Ledger zrobił z córki milionerkę

2008-10-07 12:45

2-letnia Matilda, córka zmarłego w styczniu Heatha Ledgera, nie będzie się w przyszłości musiała martwić o brak pieniędzy.

W testamencie Heatha Ledgera nie ma ani słowa o Matildzie. Ale trudno się temu dziwić, bo aktor spisał swoją ostatnią wolę w 2003 roku, kiedy nie tylko nie było jeszcze na świecie Matildy, ale nawet nie znał bliżej jej matki, aktorki Michelle Williams.

Dlatego wszystko, co pozostało po aktorze, powinno trafić do jego rodziców oraz trzech sióstr. Jednak, jak zapewnił Kim Ledger, ojciec aktora, rodzina zdecydowała, że spadkobierczynią wszystkich dóbr materialnych Heatha zostanie tylko i wyłącznie jego córka.

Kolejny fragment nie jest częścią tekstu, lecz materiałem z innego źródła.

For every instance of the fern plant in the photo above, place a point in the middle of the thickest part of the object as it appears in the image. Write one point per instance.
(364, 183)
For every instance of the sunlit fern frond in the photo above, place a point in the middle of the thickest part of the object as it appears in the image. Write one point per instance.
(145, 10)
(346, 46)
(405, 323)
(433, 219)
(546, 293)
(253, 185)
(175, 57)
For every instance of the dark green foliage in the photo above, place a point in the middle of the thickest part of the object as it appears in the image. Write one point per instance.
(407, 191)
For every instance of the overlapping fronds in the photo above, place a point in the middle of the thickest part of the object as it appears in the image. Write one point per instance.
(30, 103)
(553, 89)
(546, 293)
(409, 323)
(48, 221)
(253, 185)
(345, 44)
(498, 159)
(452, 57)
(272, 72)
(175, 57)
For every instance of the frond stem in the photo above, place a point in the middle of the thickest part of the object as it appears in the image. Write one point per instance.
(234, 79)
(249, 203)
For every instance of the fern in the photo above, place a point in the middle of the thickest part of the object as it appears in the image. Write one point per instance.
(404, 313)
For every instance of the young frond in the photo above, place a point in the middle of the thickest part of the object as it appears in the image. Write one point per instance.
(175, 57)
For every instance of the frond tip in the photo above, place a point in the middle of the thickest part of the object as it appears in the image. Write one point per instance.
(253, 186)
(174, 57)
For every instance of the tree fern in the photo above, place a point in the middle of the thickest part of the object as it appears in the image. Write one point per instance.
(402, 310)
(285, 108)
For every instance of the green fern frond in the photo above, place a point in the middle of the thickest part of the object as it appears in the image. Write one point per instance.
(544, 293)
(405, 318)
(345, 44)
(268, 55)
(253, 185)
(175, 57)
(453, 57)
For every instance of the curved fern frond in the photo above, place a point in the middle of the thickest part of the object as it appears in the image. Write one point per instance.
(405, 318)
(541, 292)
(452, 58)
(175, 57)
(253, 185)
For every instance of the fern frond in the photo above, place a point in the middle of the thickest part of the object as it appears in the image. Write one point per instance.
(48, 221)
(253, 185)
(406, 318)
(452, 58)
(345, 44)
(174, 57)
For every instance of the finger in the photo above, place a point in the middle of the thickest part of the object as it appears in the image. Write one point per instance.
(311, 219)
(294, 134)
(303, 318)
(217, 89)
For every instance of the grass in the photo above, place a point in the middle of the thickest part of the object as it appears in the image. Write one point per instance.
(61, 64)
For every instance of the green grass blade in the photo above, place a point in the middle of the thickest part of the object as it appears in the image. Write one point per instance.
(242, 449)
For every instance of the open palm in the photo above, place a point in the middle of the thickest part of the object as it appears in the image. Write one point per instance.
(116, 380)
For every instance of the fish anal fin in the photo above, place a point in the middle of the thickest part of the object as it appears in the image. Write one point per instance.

Z przeprowadzanych niedawno obliczeń wynika, że dziecko dostanie ponad 16 milionów dolarów, ale całkowitej pewności w tej sprawie nikt nie ma. Warto dodać, że konto Matildy i tak już puste nie jest, bo zasiliły je honoraria Johnny'ego Deppa, Colina Farrella i Jude'a Lawa za udział w filmie "Doktor
Parnassus". To ostatni film Ledgera, którego już nigdy nie ukończył, a w którym jego sławni koledzy zgodzili się zagrać w zastępstwie.